In a 174-page report from the Texas Task Force on Infectious Disease Preparedness and Response includes and builds on earlier recommendations it had made.
Governor Rick Perry assembled the task force after Texas became the first U.S. state where an Ebola case was diagnosed. Thomas Eric Duncan, who traveled from Liberia, died at a Texas Health Presbyterian Hospital Dallas on October 8. Two nurses who treated Duncan contracted Ebola but recovered.
“We think this report is important because it really gives a road map, not just what to do, but the process on how to continually do it to be prepared,” Dr. Brett Giroir, director of the task force and CEO of Texas A&M Health Science Center, told The Associated Press.
The report reproaches federal health officials for a lack of information on experimental drugs, saying “at best, information — when available — was piecemeal, abstract, incomplete and contained little actionable information such as where and how to get the therapeutic.”
“It was very difficult for care providers and really almost impossible to have easy access to information about what experimental therapies could be used, what their side effects were, what the objective information was and we believe there’s much work to be done in that regard,” Giroir said.
The task force said it has received no reply yet to a letter it sent Oct. 17 to Food and Drug Administration Commissioner Dr.
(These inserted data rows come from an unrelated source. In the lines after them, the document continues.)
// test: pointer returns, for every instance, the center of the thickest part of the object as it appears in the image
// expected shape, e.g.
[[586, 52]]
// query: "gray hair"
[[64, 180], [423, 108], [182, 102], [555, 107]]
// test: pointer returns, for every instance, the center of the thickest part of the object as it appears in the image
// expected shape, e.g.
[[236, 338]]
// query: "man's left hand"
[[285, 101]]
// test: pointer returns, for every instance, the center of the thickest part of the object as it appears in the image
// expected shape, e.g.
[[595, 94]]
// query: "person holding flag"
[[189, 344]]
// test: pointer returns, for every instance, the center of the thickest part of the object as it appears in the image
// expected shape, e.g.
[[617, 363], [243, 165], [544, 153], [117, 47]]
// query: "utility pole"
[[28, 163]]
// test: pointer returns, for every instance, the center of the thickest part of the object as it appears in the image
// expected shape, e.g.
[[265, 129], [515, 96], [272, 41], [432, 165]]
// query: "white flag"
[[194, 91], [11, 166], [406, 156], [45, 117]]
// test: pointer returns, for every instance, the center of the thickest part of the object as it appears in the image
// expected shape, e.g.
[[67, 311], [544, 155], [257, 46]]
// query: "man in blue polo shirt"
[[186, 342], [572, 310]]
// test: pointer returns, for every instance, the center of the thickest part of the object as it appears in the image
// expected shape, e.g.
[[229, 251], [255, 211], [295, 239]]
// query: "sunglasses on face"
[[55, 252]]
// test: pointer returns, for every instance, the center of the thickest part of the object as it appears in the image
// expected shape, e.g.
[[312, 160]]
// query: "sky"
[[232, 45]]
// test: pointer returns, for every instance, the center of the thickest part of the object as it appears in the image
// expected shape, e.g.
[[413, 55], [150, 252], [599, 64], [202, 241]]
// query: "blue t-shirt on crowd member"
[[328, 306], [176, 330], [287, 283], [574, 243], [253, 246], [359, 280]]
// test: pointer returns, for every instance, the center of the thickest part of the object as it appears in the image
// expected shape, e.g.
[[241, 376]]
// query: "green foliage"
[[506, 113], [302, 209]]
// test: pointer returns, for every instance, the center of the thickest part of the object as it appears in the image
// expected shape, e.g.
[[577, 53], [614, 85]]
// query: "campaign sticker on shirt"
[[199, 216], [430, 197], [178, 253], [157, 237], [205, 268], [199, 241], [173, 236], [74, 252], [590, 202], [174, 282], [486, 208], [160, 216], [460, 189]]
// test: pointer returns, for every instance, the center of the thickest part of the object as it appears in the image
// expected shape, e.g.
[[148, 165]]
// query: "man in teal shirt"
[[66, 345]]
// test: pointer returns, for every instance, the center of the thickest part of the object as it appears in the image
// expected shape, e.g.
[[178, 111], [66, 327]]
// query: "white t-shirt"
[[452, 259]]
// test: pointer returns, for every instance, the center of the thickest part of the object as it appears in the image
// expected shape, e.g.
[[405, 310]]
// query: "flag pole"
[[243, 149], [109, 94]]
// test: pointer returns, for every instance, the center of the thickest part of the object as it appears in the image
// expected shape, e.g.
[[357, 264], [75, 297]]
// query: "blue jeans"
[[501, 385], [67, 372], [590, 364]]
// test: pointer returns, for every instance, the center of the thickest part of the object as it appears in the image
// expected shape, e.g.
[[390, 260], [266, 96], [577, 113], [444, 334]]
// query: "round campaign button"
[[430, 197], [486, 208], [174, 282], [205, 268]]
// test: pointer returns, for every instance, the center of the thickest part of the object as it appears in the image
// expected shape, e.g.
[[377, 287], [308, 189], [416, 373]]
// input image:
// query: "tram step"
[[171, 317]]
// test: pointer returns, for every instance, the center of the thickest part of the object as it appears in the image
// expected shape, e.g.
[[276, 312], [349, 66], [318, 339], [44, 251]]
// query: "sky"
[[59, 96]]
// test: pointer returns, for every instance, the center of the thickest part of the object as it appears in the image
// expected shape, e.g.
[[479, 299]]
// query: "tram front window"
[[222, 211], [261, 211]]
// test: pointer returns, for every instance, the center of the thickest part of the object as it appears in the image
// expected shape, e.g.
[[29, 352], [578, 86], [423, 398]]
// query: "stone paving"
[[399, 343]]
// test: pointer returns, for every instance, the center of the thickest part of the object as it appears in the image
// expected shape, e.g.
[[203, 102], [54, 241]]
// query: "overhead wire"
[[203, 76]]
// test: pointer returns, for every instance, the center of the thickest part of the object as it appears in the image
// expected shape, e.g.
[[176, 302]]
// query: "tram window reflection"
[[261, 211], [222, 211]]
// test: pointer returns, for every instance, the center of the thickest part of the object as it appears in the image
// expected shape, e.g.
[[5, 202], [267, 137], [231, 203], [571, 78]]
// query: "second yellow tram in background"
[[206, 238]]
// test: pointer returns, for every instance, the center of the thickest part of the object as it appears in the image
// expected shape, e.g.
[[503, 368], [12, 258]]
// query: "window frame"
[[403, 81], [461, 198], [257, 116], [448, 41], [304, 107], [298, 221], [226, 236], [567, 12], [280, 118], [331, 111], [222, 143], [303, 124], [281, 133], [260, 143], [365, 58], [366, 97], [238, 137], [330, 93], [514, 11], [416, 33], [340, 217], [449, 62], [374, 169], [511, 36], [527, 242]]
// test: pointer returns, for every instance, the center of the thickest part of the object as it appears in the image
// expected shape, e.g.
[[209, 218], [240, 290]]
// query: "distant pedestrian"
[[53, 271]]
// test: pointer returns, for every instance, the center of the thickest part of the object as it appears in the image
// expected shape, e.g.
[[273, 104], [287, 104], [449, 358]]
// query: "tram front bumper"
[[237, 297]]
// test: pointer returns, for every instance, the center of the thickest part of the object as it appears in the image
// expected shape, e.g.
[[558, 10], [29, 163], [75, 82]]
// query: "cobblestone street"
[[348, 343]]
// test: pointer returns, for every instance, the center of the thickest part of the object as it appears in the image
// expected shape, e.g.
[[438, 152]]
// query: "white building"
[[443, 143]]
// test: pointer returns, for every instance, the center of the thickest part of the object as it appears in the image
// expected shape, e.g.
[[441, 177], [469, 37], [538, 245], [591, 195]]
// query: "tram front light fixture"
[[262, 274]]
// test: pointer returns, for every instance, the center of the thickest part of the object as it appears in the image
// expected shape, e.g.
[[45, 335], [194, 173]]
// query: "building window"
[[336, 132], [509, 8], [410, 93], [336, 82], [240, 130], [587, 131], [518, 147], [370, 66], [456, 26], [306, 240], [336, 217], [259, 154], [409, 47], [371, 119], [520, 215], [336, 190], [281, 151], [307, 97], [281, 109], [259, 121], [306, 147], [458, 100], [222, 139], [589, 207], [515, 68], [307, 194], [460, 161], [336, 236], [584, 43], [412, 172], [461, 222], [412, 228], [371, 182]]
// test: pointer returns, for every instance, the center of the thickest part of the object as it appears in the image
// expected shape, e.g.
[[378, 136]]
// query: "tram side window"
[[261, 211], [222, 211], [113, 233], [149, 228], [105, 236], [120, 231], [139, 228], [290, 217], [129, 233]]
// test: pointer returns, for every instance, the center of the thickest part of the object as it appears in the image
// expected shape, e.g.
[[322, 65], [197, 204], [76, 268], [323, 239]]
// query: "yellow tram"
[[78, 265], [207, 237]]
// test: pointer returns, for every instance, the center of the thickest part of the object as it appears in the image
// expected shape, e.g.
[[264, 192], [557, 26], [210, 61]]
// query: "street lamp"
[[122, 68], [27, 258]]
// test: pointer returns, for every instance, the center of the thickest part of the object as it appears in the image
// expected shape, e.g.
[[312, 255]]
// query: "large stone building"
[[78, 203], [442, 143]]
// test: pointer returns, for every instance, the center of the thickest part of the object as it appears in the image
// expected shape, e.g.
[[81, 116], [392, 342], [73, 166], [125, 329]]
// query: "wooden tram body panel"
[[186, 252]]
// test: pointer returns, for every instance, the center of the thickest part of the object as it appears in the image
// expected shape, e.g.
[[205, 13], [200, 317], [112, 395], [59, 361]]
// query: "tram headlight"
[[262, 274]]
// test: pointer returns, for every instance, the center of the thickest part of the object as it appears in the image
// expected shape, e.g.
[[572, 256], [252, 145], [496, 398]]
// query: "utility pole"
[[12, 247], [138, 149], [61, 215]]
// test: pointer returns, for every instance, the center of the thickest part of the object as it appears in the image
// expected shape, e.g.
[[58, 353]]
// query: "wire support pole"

Margaret Hamburg asking for educational briefings on experimental Ebola therapies in areas of the U.S. that have been affected.
An FDA spokeswoman on Thursday afternoon deferred comment until the report can be reviewed.
The bio-containment unit for children is being established in collaboration with Texas Children’s Hospital in Houston, where Giroir said it’s expected to be built in about eight months. That comes after the task force in October announced the designation of two bio-containment facilities, one in Richardson and another in Galveston.